O Islam e a Concepção de Liberdade

Por: Ahmed Ismail

Um dos aspectos de maior relevância na oposição filosófica entre o Islam e o pensamento ocidental se observa na concepção de liberdade. O estilo de vida predominante no mundo ocidental, resultante de múltiplas transformações históricas, políticas e sociais, se fundamenta numa compreensão bastante confusa da liberdade. Em vista das variadas motivações, idéias e noções correntes no mundo moderno sobre esta questão, é mesmo muito difícil para a maioria das pessoas discernirem sobre o que seria liberdade real, como um valor essencial para o homem, das muitas falsas concepções de liberdade que gravitam na sociedade.

As chamadas liberdades fundamentais do homem, quando devidamente compreendidas, não são objeto de discussão para o Islam. A cidadania, a liberdade de pensamento, o livre-arbítrio e outras modalidades similares desses direitos fundamentais são absolutamente reconhecidos pelo Islam, que, na história, se levantou em defesa de tudo isso muito antes do Ocidente. Entretanto, o Islam, diferentemente do pensamento ocidental moderno, não admite que estes valores fundamentais sejam confundidos deliberadamente para que se valide na sociedade a destruição dos valores éticos e morais e a propagação de costumes libertinos e um estilo de vida materialista.

O processo que gerou esta confusão conceitual no ocidente está ligado a separação do Estado da Religião, processo este ocorrido a partir do século XVII. Após rápidas transformações sociais desencadeadas sobretudo, após a Revolução Industrial, novos valores e costumes se produziram. O surgimento no século XX da sociedade de consumo de massa acelerou este processo e estabeleceu rupturas ainda maiores entre os valores tradicionais e o que entendemos como modernidade.

A própria idéia de “religião” no ocidente tornou-se sinônimo de um ultrapassado conservadorismo, inadequado a perspectiva de modernidade consagrada como um ideal supremo. É fenômeno típico desta época a curiosa ordem de valores onde a religião deixou de guiar o homem para ser “guiada” pelas conveniências do homem, isto é, a idéia de religiosidade só é assimilável na medida que não se oponha aos novos padrões sociais de comportamento e estilo de vida .

É portanto, natural que o Islam, que reivindica sua condição de ORIENTAÇÃO DIVINA E VERDADE PERMANENTE seja entendido pelo pensamento ocidental como mais uma religião, com todas as características consideradas negativas e ultrapassadas pela modernidade.

Alguns pensadores ocidentais, aderentes dessa concepção de modernidade, defendem a tese de que o pensamento da humanidade poderia ser dividido em eras específicas e sucessivas que evoluíram de uma a outra. Essa tese coloca o pensamento religioso como uma etapa ultrapassada pela era do pensamento científico, a qual segundo esses pensadores, está a abrir novos e vastos horizontes.
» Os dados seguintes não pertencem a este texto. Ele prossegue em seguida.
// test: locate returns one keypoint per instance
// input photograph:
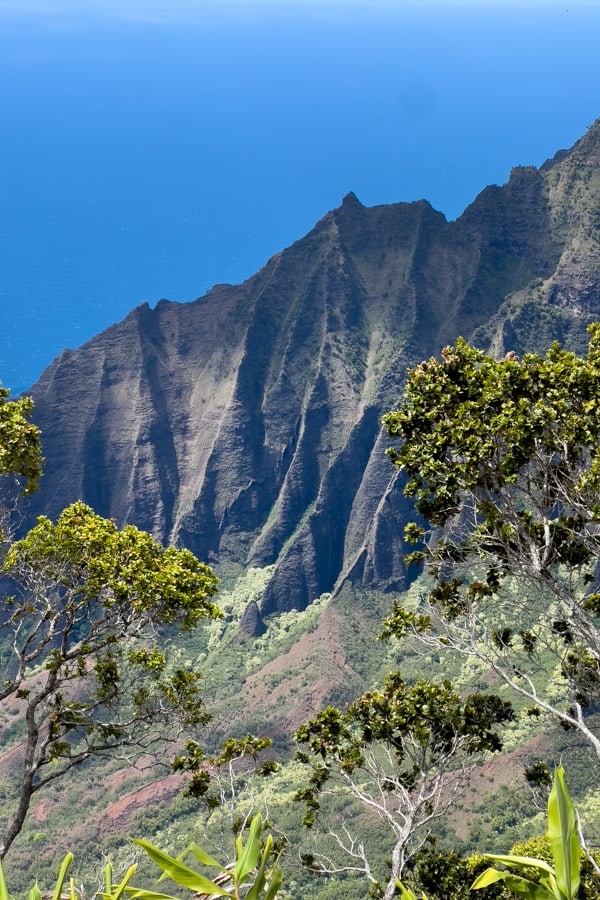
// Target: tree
(404, 752)
(503, 463)
(84, 629)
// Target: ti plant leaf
(558, 882)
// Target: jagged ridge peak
(246, 424)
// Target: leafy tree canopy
(502, 458)
(84, 629)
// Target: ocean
(149, 156)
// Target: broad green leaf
(142, 894)
(562, 833)
(274, 885)
(407, 894)
(108, 871)
(248, 859)
(62, 874)
(203, 857)
(117, 892)
(260, 880)
(521, 862)
(181, 874)
(522, 887)
(4, 895)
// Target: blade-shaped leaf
(260, 880)
(562, 833)
(203, 857)
(181, 874)
(117, 892)
(3, 888)
(522, 887)
(143, 894)
(274, 885)
(62, 874)
(247, 860)
(521, 862)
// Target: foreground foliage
(558, 882)
(404, 752)
(254, 875)
(84, 665)
(503, 462)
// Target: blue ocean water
(149, 156)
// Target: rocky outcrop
(246, 425)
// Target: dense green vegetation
(503, 464)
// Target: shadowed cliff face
(245, 425)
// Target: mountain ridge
(245, 424)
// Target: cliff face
(246, 425)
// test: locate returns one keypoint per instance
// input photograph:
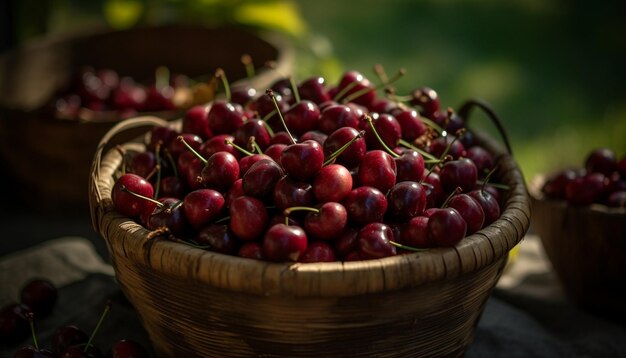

Muito embora essa tese pareça á primeira vista muito razoável, os fatos objetivos, a realidade do homem moderno, o caos social decorrente da fragmentação dos valores éticos e religiosos apontam que esta seja apenas uma meia- verdade.

Um executivo diante de seu computador de última geração pode imaginar-se o homem ideal, o resultado sublimado da escalada da humanidade. No entanto, a realidade é que é apenas um homem, com as mesmas necessidades e fragilidades de um homem pré-histórico, sua ansiedade e seus medos pouco se diferenciam das do homem que está deitado na calçada do prédio onde reside (que jamais provou nenhum benefício da chamada era da ciência), sua brutalidade e ignorância sobre si mesmo, sua ausência de sentido e razão para viver (ainda que camuflada por sua pretensa civilidade) em nada é diferente de um bárbaro de séculos passados.

Na verdade, esse pensamento de que o futuro deve significar o abandono do que entendemos como o “velho” é apenas e tão somente um sintoma típico da sociedade de consumo, uma tentativa de aplicar a superficialidade para anular o essencial. Assim, como há o “novo carro” e o novo produto no mercado, há de existir “o novo homem” os “novos valores” a “nova verdade”.

Há um provérbio chinês que diz que “modernidade” é a palavra mais antiga que existe. Não obstante, a civilização moderna pretende se estabelecer como uma árvore sem raiz, decretando que os valores éticos e religiosos tradicionais se tornaram como velharias obsoletas atrapalhando o caminho do homem para a liberdade.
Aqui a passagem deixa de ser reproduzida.